Since packet replication consumes additional bandwidth the ability to minimally replicate a portion of a communication's packets to meet a quality of service would minimize bandwidth usage. A path such as a cellular LTE based path may be metered. Partial packet replication may therefore provide a more cost effective means of meeting an acceptable quality of service. In an embodiment illustrated by FIG. 18 Fractional Replication function 1820 creates within the Bonded Paths 1810 one full replicant of packets 510 sent over path 275 but creates a partial replicant comprised of 50% of the packet 510, the odd numbered packets, for delivery over the path 1840. Along path 275 packets 8a and 3a are lost but no packets are lost along path 1840. The Merge and Deduplication function 530 yields the packets 1840 with a single lost packet. In this way Fractional Replication 1820 can meet a quality of service objective without having to completely replicate packets 510.

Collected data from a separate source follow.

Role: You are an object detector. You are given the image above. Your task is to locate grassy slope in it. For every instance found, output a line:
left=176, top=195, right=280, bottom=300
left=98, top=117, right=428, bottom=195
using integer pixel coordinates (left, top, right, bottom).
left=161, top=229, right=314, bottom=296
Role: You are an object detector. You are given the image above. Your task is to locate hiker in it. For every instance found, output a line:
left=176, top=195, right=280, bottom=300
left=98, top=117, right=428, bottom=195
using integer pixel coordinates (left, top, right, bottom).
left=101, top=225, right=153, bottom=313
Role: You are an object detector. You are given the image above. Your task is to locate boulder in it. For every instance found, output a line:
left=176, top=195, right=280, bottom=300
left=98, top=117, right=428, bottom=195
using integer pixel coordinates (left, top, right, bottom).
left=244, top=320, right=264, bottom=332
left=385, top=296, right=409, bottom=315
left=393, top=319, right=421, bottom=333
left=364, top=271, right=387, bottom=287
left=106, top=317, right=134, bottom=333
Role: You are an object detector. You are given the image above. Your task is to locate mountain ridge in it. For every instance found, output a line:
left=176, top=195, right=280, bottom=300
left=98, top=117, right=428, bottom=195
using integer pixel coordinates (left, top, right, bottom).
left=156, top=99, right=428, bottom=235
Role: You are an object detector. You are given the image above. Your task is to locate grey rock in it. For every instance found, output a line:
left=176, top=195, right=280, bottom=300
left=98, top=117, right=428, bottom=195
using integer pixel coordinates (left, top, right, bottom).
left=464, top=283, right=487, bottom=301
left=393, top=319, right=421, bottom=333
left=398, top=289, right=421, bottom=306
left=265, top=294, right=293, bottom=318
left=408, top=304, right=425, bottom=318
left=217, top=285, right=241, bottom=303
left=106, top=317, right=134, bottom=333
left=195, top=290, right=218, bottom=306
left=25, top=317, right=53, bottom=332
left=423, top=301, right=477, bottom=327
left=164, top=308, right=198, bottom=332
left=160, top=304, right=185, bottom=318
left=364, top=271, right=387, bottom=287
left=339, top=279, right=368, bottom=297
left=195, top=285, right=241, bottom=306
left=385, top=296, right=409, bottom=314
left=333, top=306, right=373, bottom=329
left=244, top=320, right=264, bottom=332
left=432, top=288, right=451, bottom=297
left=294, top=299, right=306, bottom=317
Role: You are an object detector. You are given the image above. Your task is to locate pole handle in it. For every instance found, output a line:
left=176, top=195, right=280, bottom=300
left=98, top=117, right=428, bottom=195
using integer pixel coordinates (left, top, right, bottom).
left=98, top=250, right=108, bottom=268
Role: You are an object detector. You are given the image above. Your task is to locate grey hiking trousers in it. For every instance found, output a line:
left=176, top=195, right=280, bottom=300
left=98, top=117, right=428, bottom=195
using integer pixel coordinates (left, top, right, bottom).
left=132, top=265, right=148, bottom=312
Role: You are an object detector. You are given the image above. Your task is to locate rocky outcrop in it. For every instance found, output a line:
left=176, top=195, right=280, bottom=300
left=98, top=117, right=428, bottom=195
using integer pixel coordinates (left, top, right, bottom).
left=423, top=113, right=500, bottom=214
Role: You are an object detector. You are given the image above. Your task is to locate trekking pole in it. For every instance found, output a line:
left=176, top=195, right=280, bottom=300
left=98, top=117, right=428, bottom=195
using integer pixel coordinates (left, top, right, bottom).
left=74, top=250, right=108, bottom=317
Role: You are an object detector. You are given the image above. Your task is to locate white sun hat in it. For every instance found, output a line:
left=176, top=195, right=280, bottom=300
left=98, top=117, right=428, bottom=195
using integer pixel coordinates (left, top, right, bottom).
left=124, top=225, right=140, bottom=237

Two RSMDRs may jointly support two different sets of bonded diverse replication paths between each other. Different types of traffic may be conveyed over different sets of bonded diverse replication paths. In an example real-time traffic may convey over one set of bonded diverse replication paths and non-real-time traffic over a different set of bonded diverse replication paths. In an embodiment illustrated by FIG. 19 the traffic 1120 may be split by RSM DR 210 and traffic 1180 may be split by RSM DR 290 such that the real-time traffic subset conveys over ISP Links 903 and 918 to ISP links 948 and 951 over paths 1930 and 1940 within the bonded paths set 1950 whereas the non-real-time traffic subset conveys over ISP links 1920 and 933 to ISP links 1910 and 957 over paths 1960 and 1970 within the bonded paths set 1980.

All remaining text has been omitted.